While we previously found an association between failure to seroconvert and exposure to high levels of LA in maternal breastmilk [17], these experiments have not shown an inhibitory effect of this moiety, and neither the others we explored (LF and TNC). The antimicrobial effects of TNC have also been reported against HIV [38, 39], but we have not seen any effect on rotavirus replication in MA104 cells. There may be several reasons for this: firstly, we undertook the experience after storing the samples for several years and the freeze-thaw cycles could have affected the molecular integrity of the breastmilk components, additionally the samples were not delipidized prior to freezing, therefore there may be small fat globules in the purified samples that could affect the results; secondly, we only evaluated 30 samples in which we observed large confidence intervals suggesting that our study may not have been sufficiently powered to detect a small effect, and much less any differences between HIV exposed and non-exposed samples. Third, the inability to test for TNC, LA and LF in the IgA and IgG depleted samples due to the concentrations below the limit of detection (LOD) of the kits is another major limitation. The final limitation here is that the purified IgA and IgG was not assessed for rotavirus specificity, which would have put greater context on some of the observed results.

The limitations alluded to earlier could be overcome by specifically design studies with well-considered sample sizes and assays on fresh samples.

The failure to show any effect by LF on inhibition is unexpected, however there may be other justifiable reasons for this. The various functions of the proteins could be another reason for the failure to see any inhibitory activity. For example, LFs key role has been demonstrated to sequester iron and inhibit bacterial growth, therefore despite its presence in breastmilk its main target function could be iron sequestering which is not involved in viral replication and thus allow minimal protein for other activities in the breastmilk [40-42]. A similar theory could be applied to TNC.

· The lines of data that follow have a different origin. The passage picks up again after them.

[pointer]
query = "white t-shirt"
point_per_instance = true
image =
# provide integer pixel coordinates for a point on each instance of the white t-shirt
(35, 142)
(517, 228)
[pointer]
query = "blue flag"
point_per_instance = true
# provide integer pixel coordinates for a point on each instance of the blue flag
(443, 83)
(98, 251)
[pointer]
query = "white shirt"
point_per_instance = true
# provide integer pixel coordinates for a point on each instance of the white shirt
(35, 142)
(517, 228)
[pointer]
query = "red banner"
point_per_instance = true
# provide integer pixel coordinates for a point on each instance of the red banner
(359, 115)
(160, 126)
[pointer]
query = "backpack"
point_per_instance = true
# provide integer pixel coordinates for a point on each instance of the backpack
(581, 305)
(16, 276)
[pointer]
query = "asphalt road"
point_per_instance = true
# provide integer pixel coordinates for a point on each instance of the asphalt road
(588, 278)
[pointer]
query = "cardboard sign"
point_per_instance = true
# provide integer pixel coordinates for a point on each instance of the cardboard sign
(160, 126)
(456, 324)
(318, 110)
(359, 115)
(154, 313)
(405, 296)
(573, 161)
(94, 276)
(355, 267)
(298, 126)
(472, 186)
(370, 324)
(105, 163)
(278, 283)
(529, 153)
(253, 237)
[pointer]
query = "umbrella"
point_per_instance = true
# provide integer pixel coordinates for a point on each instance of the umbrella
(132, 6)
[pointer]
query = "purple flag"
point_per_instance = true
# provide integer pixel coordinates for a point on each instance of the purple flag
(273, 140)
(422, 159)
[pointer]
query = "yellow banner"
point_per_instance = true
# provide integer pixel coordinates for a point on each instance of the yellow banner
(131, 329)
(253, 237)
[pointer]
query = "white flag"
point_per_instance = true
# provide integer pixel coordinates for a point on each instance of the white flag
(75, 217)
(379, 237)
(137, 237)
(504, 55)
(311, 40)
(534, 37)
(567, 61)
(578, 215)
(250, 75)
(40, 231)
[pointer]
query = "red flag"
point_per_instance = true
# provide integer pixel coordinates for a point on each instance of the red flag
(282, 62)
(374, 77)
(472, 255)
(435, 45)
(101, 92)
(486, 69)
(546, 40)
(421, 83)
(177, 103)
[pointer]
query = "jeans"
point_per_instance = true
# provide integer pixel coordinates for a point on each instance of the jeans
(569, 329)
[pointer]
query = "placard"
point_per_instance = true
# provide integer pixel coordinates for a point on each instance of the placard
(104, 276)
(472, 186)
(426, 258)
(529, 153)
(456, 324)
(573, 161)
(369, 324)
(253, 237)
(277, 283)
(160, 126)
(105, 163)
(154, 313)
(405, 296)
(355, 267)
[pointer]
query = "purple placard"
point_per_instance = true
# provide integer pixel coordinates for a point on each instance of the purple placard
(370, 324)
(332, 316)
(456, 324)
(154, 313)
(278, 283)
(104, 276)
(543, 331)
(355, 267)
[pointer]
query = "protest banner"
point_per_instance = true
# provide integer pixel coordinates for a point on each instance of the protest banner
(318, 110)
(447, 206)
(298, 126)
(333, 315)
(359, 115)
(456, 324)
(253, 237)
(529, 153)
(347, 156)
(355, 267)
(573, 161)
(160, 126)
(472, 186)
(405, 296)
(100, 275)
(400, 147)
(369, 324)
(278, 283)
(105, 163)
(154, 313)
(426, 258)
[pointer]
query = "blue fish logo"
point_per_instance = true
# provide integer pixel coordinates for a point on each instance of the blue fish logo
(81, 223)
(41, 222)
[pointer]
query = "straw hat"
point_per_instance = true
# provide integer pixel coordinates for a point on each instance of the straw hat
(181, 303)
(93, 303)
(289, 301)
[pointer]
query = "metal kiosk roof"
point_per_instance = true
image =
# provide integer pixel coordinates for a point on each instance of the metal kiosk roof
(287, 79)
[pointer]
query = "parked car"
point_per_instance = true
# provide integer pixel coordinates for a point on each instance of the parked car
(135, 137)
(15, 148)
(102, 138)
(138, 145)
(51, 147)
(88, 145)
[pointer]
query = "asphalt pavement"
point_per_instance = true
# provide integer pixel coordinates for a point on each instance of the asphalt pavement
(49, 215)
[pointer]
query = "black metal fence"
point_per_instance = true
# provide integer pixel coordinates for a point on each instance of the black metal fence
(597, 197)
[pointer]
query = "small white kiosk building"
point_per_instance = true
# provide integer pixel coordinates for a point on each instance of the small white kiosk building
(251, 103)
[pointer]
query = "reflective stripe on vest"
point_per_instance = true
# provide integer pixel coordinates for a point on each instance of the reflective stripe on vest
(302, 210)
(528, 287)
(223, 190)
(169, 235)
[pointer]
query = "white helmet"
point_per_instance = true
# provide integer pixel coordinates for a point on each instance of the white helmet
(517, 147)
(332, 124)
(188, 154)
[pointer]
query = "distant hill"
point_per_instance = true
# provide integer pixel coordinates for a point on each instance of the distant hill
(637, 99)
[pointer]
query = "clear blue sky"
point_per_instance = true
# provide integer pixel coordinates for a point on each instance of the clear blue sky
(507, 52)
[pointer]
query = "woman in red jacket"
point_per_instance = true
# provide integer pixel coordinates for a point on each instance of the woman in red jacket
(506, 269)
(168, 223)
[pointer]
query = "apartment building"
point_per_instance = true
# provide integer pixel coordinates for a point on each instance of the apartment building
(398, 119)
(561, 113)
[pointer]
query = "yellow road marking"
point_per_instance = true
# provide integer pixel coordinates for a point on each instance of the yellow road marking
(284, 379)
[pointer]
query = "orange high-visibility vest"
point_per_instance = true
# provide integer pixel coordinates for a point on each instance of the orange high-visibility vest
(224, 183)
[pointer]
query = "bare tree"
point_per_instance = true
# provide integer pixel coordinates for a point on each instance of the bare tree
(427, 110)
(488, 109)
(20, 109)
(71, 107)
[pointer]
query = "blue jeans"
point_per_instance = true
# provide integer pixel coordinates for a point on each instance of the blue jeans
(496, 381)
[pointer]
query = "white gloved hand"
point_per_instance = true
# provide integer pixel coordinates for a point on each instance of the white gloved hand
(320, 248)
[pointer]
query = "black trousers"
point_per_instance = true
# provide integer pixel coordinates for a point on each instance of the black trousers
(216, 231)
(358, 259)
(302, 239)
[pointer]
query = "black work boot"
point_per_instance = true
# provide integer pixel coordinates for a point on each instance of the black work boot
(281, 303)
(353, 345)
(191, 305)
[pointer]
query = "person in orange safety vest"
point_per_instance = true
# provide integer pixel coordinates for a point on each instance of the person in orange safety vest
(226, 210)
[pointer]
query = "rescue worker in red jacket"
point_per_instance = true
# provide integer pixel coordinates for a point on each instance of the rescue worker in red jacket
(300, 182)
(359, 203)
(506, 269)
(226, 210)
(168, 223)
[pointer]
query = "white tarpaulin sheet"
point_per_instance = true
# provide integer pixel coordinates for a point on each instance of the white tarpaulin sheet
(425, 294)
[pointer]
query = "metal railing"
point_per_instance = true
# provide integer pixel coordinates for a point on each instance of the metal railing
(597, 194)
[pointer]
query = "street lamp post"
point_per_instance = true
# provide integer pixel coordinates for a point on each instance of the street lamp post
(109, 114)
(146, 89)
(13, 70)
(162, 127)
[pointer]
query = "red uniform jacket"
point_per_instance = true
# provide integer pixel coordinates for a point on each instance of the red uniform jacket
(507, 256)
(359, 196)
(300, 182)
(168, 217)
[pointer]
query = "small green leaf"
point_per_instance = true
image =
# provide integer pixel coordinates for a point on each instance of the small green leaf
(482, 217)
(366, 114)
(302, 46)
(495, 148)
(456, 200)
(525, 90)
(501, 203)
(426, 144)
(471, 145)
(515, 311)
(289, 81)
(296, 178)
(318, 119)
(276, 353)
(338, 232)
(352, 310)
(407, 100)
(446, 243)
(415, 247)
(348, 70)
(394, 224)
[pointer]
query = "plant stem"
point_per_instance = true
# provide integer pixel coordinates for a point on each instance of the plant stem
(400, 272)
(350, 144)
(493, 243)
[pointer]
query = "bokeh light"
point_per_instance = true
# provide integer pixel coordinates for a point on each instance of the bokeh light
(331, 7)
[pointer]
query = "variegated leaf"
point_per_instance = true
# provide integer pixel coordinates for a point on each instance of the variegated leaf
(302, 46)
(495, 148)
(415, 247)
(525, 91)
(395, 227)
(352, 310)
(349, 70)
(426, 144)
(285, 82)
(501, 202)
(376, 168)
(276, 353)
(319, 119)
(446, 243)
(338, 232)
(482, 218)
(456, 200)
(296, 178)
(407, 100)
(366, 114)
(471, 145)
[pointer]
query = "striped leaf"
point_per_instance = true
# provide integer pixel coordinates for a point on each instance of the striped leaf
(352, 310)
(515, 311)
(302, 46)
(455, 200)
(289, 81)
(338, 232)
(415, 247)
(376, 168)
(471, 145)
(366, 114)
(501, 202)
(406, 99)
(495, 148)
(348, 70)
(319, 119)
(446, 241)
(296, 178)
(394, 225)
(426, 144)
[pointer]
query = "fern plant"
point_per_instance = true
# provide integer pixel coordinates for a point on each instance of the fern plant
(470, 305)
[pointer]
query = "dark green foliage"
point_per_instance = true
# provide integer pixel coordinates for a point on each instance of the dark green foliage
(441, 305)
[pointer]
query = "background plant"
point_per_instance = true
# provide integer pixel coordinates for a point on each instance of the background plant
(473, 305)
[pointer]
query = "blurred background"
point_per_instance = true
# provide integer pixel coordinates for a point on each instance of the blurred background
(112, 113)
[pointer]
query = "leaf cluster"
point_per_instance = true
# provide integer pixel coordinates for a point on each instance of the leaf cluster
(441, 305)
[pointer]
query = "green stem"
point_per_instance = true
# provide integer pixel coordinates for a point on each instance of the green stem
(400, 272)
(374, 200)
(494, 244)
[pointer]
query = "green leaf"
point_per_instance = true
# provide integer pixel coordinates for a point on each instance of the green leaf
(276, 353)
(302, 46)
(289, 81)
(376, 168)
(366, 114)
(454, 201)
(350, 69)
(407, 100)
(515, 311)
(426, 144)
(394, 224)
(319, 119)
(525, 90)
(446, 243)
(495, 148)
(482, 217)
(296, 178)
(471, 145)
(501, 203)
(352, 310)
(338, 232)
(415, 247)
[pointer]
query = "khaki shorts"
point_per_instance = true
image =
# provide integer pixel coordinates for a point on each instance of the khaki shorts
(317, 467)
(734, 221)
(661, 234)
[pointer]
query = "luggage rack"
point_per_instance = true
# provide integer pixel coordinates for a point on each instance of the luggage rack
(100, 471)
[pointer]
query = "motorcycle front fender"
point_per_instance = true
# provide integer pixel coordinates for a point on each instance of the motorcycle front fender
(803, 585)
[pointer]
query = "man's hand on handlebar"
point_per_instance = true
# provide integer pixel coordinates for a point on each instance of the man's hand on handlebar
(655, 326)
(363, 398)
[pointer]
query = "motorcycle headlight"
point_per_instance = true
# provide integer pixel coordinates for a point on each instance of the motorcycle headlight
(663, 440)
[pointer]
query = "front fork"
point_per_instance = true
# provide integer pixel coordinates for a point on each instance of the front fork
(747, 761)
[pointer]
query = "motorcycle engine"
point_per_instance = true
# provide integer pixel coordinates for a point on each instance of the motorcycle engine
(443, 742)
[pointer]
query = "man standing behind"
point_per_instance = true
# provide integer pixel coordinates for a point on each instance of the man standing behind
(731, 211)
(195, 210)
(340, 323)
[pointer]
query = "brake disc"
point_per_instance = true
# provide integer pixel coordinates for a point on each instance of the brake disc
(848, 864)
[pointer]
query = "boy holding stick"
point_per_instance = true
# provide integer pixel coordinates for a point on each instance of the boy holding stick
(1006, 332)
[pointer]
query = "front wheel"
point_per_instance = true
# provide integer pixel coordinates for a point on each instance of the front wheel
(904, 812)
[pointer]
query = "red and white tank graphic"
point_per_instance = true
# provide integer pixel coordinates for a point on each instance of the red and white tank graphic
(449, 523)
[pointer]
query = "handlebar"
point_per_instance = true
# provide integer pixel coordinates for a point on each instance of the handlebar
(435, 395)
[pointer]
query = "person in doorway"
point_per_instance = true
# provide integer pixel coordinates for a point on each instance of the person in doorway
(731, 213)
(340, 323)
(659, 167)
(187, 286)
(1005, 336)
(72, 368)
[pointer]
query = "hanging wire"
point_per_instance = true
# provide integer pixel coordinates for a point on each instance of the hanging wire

The results on IgA and IgG-depleted breastmilk is quite compelling to us. An ID50 of 1.06 (95%CI 0.9, 1.2) suggests an absolute non-inhibiiton in the absence of IgG and IgA. These data suggest that IgA and IgG may have functional inhibitory properties which have been suggested by others [30, 35, 43], and were previously also observed in-vivo [11]. The data here alludes to mothers in rotavirus endemic areas having high titres of whole breastmilk IgA and IgG and these can possibly inhibit viral multiplication in the infant gut, similar to the effect in the MA104 cell culture system [43-45]. These results hold some potentially controversial interpretation; that breastmilk in disease-endemic areas has a negative effect on rotavirus vaccine effectiveness. Unfortunately, these are the same environments where malnutrition would pose a much greater and more immediate threat; as such withholding breastmilk is not be a reasonable policy option. More research studies and better understanding are required here. Parenteral routes would completely overcome this problem, and vaccines in development such as the novel non-replicating sub-unit P2-VP8 vaccine under development by PATH offers great hope [46]. Indeed this approach has been successfully utilized in the polio field where the oral vaccine is now being replaced by an injectable one [47].

Conclusion

Our study is a substantial contribution as it opens possibilities into detailed research to confirm or refute hypotheses on mechanism of action in the limiations of rotavirus vaccine efficacy and its relationship to maternal immunity. It also affirms the current advocacy to switch to parenteral vaccines in order to ensure that low and middle income countries can overcome some of the factors affecting vaccine efficacy and see improvements in rotavirus related morbidity and mortality.